OpenBrowse

Basic Usage

Keyboard shortcuts, the command palette, and the agent side panel.

Keyboard shortcuts

OpenBrowse ships with four global shortcuts, one for each surface:

ShortcutAction
⌥K / Alt+KCommand palette — search tabs, switch spaces, run AI actions
⌥I / Alt+IAgent side panel — longer conversations with the agent
⌥Space / Alt+SpaceGlobal AI chat popup — quick chat in a floating window
⌥⇧I / Alt+Shift+IOpenBrowse home tab — switches to it, or creates a pinned one

You can rebind any of them in chrome://extensions/shortcuts. Settings → Keyboard Shortcuts has a deep link.

Upgrading the popup shortcut to global scope

By default Chrome only registers ⌥Space while a Chrome window is focused. To trigger the popup from any application, open chrome://extensions/shortcuts and switch the OpenBrowse popup shortcut scope from In Chrome to Global. Chrome restricts default global shortcuts to Ctrl+Shift+digit, so this needs to be done manually once.

Command palette

Press ⌥K to open the overlay on any tab. From here you can:

  • Search open tabs, favorites, bookmarks, recently closed tabs, and full history in a single ranked list
  • Switch between spaces
  • Run quick actions
  • Chat with the AI agent

Side panel

Press ⌥I to open the agent side panel, or click the OpenBrowse icon in the Chrome toolbar. The side panel is per-tab scoped (matching Gemini in Chrome and Claude for Chrome) — opening it on different tabs gives you independent panels, and the agent's "host tab" is whatever tab the panel was opened on.

Detach to a popover

Click the Detach to popover button in the side panel header to pop the chat out into its own floating Chrome window. The popover preserves your conversation, the active space, and the host tab it was detached from.

A "Sharing [tab]" pill in the popover stays anchored to the original tab. If that tab closes, the pill hides; if you reopen the same URL in the same window (e.g. via Cmd+Shift+T), the pill rebinds automatically.

Click Reattach to side panel to put it back. The panel returns to the exact tab it came from, falling back to the origin window's active tab (or any normal window) if the original tab has since been closed.

Acquiring a working tab

Tab-interacting tools (snapshot, clickElement, readPage, etc.) require an explicit tab handle. The agent has two ways to get one:

  • Bootstrap: call navigate({ url }) with no tab arg. This opens a new background tab, binds it into the conversation, and returns the new handle (e.g. t1) for subsequent tool calls.
  • Bind an existing tab: call listTabs to discover handles for tabs the user already has open, then selectTab({ tab }) to fold one into the conversation.

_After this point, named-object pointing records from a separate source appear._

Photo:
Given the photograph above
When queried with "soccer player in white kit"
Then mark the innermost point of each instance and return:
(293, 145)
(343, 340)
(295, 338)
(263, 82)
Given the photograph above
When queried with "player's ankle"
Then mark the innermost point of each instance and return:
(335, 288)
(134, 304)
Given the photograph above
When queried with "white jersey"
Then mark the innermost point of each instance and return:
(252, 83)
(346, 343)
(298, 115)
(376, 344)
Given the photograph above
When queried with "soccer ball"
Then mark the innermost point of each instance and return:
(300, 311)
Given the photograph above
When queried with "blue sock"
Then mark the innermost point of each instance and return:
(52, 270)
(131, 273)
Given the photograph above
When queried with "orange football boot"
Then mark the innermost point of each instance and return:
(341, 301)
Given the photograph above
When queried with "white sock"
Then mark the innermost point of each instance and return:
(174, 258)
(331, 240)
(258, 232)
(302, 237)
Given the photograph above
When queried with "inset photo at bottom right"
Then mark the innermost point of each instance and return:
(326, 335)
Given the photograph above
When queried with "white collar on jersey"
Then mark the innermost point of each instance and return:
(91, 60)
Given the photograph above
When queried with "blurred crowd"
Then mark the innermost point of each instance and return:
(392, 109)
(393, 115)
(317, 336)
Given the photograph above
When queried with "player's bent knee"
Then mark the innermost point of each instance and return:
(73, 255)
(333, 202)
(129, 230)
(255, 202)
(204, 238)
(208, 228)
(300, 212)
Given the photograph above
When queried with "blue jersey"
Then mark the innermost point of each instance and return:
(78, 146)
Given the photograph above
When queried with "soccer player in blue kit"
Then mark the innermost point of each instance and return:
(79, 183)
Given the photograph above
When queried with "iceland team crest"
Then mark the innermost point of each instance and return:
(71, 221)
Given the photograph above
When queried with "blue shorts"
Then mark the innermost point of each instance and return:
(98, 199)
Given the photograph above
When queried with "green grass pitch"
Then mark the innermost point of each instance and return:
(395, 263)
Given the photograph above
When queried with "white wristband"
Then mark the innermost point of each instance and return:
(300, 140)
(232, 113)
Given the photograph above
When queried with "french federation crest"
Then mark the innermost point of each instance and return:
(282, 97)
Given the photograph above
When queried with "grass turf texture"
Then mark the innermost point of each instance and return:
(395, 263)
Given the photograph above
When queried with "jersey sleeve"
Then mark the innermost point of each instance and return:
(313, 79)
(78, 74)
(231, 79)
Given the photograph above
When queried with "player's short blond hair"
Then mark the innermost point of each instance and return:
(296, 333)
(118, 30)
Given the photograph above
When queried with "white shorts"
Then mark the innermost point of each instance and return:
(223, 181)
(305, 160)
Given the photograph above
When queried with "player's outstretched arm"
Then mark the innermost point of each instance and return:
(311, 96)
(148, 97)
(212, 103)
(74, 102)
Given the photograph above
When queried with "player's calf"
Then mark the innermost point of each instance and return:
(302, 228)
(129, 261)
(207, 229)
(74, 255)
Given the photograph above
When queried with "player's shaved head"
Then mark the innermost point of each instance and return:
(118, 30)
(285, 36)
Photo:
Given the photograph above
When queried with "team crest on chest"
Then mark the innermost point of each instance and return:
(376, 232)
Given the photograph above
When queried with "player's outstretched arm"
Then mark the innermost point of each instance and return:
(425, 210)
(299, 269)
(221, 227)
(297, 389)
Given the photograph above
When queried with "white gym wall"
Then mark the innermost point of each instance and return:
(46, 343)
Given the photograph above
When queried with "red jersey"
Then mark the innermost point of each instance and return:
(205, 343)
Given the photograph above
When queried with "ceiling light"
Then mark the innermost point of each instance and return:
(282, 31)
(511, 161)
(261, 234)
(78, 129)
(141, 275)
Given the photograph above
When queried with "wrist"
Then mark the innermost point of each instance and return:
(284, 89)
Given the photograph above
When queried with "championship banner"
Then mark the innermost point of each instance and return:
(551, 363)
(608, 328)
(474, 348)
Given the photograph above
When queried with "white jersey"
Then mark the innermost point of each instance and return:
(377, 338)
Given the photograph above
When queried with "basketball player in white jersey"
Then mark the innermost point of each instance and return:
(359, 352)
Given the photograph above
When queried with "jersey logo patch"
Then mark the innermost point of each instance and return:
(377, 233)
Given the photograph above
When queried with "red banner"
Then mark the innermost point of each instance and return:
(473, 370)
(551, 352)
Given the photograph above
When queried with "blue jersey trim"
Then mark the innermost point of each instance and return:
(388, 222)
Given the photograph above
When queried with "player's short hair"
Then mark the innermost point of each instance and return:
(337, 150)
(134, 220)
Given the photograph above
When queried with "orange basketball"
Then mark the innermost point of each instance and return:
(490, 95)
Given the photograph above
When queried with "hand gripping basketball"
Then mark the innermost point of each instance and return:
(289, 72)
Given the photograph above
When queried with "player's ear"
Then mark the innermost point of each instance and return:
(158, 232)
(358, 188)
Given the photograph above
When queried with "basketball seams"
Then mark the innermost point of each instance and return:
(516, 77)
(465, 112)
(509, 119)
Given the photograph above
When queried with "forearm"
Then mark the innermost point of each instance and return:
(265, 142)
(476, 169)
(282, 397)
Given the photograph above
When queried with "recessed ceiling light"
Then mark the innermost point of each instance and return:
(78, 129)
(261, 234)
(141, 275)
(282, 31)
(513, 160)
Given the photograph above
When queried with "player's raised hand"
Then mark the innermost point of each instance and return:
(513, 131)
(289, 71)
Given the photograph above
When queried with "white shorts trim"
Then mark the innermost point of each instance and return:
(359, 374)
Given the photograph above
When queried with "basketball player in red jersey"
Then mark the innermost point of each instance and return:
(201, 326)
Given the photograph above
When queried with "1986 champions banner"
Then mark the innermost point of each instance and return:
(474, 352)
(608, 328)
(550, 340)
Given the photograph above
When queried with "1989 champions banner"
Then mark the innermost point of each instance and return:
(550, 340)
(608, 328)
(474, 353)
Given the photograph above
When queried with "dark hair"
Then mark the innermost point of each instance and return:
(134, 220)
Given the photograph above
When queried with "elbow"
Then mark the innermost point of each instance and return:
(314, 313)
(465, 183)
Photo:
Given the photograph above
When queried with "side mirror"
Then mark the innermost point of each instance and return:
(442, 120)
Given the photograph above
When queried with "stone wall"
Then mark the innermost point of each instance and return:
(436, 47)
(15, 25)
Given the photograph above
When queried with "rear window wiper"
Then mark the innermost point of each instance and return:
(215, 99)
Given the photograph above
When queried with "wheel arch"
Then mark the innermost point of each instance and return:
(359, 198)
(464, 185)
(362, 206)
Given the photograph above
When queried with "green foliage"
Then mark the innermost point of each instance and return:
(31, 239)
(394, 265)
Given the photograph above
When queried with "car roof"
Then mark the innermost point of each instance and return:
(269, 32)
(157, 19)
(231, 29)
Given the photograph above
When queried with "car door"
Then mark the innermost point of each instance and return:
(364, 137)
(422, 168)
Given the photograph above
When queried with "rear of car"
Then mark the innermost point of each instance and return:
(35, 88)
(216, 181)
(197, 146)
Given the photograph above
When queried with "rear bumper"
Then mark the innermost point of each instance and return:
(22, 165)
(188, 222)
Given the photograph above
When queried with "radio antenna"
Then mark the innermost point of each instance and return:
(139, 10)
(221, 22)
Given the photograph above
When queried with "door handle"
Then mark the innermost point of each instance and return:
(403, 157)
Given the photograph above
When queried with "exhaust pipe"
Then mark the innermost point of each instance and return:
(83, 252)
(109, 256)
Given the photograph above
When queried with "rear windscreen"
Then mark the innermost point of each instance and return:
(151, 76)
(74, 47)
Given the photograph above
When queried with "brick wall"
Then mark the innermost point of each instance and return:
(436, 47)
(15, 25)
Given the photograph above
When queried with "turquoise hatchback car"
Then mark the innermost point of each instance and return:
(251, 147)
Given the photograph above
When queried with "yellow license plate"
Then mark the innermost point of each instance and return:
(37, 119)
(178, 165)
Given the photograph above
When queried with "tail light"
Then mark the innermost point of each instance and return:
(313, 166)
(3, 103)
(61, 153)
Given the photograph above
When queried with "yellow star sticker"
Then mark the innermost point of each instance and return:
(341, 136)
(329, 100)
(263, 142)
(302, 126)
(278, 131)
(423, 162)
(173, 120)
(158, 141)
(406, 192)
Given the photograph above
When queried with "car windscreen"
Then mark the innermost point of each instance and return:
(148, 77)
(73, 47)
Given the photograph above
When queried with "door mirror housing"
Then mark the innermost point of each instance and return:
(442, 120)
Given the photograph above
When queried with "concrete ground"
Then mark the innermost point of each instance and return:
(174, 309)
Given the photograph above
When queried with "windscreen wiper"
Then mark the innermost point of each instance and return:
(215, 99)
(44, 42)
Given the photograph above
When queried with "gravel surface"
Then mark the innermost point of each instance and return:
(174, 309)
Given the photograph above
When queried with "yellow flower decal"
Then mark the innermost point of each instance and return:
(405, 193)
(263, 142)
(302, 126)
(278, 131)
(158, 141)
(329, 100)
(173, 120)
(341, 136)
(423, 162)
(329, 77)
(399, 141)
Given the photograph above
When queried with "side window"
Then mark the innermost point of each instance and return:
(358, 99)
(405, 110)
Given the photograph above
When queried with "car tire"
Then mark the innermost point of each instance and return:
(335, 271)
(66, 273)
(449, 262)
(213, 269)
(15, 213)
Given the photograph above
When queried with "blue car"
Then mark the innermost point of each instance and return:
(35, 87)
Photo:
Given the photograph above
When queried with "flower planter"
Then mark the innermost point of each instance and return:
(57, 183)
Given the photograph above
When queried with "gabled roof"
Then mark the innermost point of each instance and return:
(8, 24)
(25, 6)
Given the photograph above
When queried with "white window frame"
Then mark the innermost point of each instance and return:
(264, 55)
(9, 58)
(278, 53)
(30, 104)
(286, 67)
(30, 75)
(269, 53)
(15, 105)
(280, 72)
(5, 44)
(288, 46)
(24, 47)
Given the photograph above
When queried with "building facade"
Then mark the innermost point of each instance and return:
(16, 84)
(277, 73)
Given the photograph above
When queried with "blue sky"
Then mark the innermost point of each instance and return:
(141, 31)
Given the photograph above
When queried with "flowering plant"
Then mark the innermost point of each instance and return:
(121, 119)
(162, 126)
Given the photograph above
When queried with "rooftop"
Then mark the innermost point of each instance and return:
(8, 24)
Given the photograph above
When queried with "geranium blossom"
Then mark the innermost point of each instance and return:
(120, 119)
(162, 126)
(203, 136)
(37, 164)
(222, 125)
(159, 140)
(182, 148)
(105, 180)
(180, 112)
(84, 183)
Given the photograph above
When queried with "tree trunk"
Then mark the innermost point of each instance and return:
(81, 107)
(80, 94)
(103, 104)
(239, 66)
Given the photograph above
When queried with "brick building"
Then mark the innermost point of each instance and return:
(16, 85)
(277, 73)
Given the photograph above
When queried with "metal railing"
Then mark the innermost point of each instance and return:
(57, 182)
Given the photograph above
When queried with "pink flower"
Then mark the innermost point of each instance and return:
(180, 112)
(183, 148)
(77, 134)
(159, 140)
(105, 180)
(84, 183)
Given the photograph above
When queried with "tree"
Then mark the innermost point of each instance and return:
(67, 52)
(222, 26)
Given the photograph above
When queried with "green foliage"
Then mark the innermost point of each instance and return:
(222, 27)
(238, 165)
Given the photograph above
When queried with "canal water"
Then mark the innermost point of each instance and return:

There's no implicit "the panel's current tab is yours" binding any more — every tab a conversation operates on is an explicit, named handle.

Global chat popup

Press ⌥Space to open a 420×700 floating chat window — Gemini-style, designed for quick questions without leaving your current app or tab.

  • Pressing the shortcut again toggles the popup: opens it if missing, focuses it if hidden, closes it if focused.
  • The active conversation and any unsent draft text are persisted across dismiss/reopen via chrome.storage.session, so you can dismiss and resume seamlessly.
  • The popup's Reattach button puts the conversation back into the side panel of your last-focused Chrome window.

Home tab

Press ⌥⇧I to jump to the OpenBrowse home tab. If it doesn't exist yet, it's created as a pinned tab in the current window.

Spaces

Spaces are window-based tab groups with color themes. Each Chrome window can be a separate space with its own visual identity. See Spaces for details.

Picking a model

OpenBrowse works with any AI model — local or cloud. By default it uses Chrome's built-in Gemini Nano (no setup, no key). To switch:

  1. Open the side panel (⌥I)
  2. Click the model picker at the bottom
  3. Choose a built-in option, or add your own API key

See Models & Providers for the full list.